Aliás, o homem é o pior animal de todos porque pensa: ele sabe o que é um velho, uma mulher e uma criança. Ele sabe o que está fazendo; um crocodilo do Nilo não sabe. E, por saber o que está fazendo, nossa espécie é capaz de coisas realmente horríveis, hediondas. Essa é uma generalização, é claro, porque nem todo ser humano é tão cruel.
Mas os que são maus — maus porque pensam — costumam ser bem conhecidos. Os chefes tribais utilizam palavras encantatórias — “liberdade”, “justiça”, “direito” — para espezinhar o direito, cometer as piores injustiças e privar terceiros justamente da liberdade. Muitos chefes gostam de falar em nome de Deus e se acham escolhidos por Ele. Mas como pode ser bom um Deus que autoriza degolar ou explodir nosso semelhante? É crível um Deus mal assim? Que diferença há entre um grupo que mata inocentes e outro que faz o mesmo? Apenas alguns símbolos os dividem: livros, hinos, bandeiras.
É por causa dos símbolos que uns acham que sua matança é justa e a dos outros é terrível e criminosa; enquanto outros acham que terrível e criminosa é a matança dos outros, e justa é a sua própria.
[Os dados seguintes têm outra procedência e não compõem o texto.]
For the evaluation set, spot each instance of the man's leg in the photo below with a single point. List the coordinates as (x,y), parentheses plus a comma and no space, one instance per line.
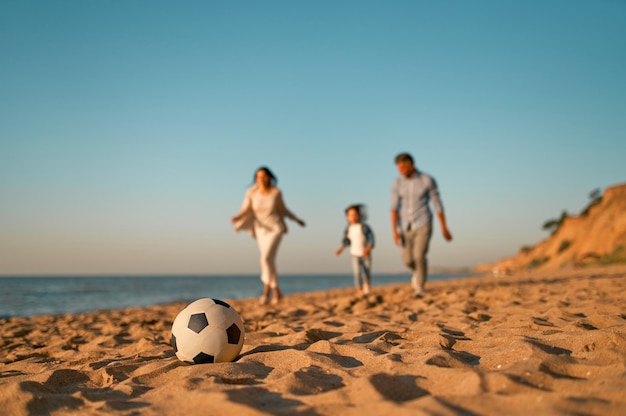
(421,240)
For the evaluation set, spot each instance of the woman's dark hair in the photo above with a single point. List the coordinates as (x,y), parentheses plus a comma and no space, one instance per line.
(360,208)
(268,172)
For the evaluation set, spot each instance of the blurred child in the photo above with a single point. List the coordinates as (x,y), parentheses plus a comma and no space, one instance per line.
(360,238)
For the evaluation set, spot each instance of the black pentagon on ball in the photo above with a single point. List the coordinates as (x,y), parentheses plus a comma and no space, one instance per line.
(203,358)
(197,322)
(221,302)
(234,333)
(173,343)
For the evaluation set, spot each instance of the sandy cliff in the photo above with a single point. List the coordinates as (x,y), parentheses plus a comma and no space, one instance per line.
(599,237)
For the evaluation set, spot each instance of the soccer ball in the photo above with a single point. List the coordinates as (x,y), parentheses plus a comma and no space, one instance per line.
(207,331)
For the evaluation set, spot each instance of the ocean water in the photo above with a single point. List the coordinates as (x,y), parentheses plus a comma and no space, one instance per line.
(30,296)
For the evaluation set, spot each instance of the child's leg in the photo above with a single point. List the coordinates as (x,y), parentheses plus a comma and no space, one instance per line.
(366,263)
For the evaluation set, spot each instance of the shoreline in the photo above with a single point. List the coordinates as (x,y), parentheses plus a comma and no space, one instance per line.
(544,342)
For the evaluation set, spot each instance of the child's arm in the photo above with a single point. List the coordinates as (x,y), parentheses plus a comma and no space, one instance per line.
(344,242)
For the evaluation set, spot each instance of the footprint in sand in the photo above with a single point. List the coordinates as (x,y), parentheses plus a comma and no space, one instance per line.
(397,388)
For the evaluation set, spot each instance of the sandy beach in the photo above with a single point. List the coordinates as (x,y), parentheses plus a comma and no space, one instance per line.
(532,343)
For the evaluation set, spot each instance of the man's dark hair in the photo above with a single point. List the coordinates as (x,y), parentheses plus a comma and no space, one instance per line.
(403,158)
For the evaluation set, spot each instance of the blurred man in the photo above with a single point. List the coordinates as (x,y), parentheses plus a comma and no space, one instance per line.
(411,217)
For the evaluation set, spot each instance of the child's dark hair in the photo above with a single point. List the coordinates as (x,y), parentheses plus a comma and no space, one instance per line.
(360,208)
(273,179)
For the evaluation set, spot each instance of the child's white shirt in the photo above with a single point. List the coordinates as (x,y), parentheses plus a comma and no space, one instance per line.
(357,239)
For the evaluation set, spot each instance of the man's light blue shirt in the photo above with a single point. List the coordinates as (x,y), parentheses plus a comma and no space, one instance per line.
(410,197)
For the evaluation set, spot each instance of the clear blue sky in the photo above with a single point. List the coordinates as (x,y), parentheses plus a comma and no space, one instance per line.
(129,130)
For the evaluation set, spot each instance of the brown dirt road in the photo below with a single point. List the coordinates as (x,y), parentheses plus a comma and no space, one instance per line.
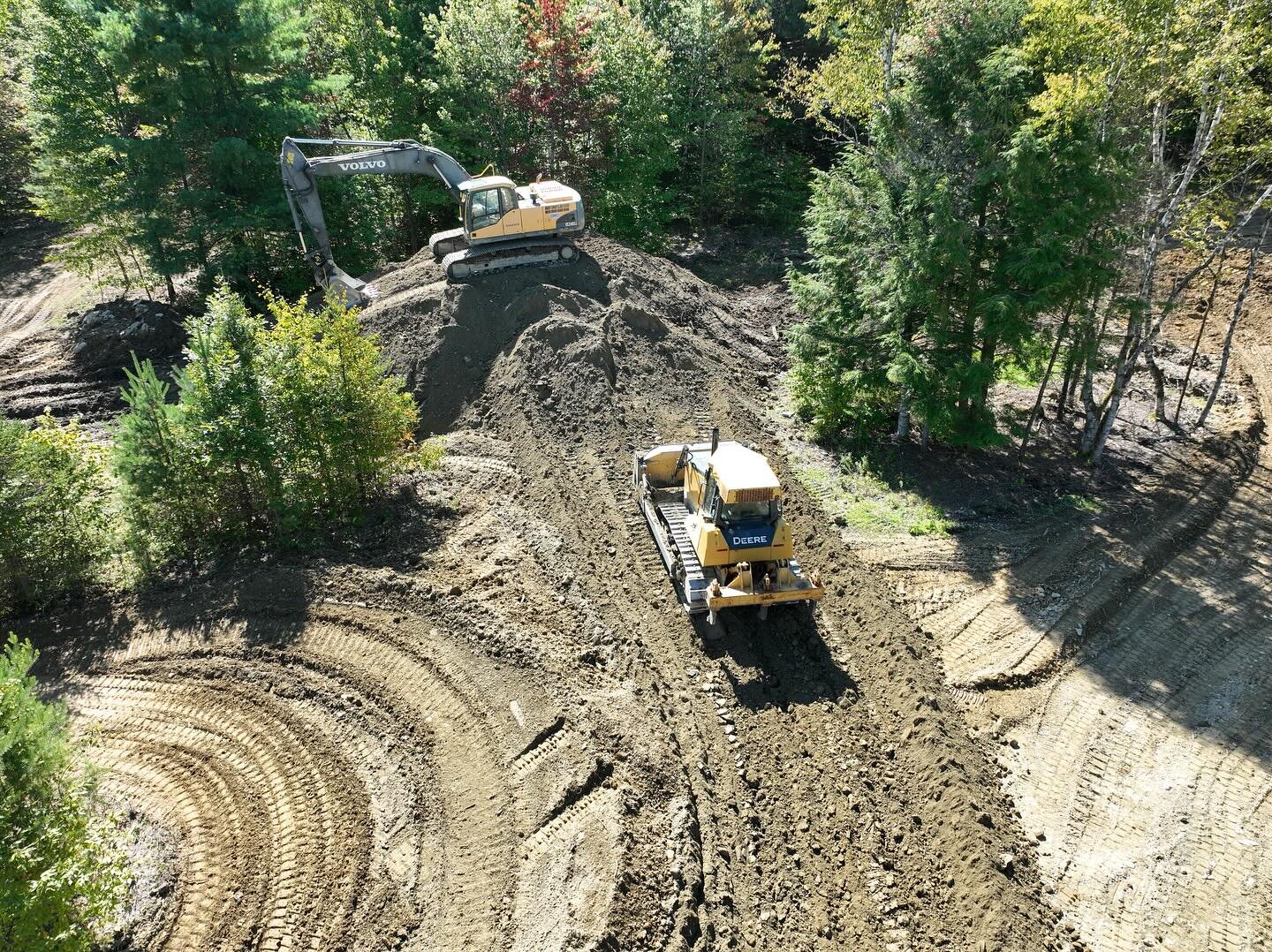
(486,723)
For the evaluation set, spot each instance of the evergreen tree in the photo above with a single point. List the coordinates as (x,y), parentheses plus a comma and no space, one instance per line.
(965,217)
(161,121)
(731,165)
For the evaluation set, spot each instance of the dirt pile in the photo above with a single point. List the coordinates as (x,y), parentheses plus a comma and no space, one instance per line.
(74,366)
(486,723)
(106,336)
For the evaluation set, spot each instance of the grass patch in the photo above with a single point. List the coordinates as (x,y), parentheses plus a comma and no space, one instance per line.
(861,498)
(1075,502)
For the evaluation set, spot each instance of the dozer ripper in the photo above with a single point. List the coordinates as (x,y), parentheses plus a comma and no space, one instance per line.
(504,225)
(716,512)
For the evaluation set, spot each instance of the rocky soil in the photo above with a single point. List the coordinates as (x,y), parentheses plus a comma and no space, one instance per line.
(486,723)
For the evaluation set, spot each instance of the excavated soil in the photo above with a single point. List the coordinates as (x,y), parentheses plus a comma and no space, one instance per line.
(485,722)
(1119,660)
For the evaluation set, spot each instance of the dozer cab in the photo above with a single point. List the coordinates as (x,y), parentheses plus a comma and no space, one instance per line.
(716,512)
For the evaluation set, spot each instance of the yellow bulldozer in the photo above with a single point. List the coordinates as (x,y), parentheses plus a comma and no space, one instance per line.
(716,512)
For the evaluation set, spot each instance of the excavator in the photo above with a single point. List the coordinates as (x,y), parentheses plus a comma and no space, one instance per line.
(714,510)
(504,225)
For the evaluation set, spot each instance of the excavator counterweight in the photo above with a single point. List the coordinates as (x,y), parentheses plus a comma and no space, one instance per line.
(504,225)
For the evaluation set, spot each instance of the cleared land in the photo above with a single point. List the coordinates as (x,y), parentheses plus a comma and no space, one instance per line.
(485,723)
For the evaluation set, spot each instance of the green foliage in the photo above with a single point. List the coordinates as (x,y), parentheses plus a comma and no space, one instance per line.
(61,871)
(936,246)
(277,427)
(156,127)
(14,141)
(867,502)
(731,165)
(841,89)
(616,75)
(57,518)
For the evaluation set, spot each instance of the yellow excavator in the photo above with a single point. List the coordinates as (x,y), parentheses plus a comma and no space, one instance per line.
(716,512)
(504,225)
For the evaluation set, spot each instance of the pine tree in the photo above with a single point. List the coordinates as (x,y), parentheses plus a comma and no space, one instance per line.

Uns se acham no direito exclusivo de matar e outros também; uns se julgam mais especiais e outros também; uns lançam bombas boas e outros também. Isto porque uns se julgam injustiçados e outros também; uns se acham o único povo eleito e os outros também; uns são as forças do bem contra o mal e os outros também. Como pode Deus arbitrar entre duas certezas que se excluem?
Quem pode dizer quem está certo e quem está errado, se uns têm certeza de que estão com a verdade e os outros têm certeza da mentira? O outro lado também tem certeza de que está certo e de que o outro está errado. Quem está certo, se cada lei é absoluta? Como Deus, que é um só, pode ser dois deuses e duas verdades excludentes? Quem é o sábio que explica isso? Como dialogar com pessoas que têm certeza e, por isso, se matam?
Como convencer um crente de que um fiel não é diferente de si mesmo, e como convencer um fiel de que um crente não é diferente de si mesmo, se afinal de contas os dois pensam absolutamente igual?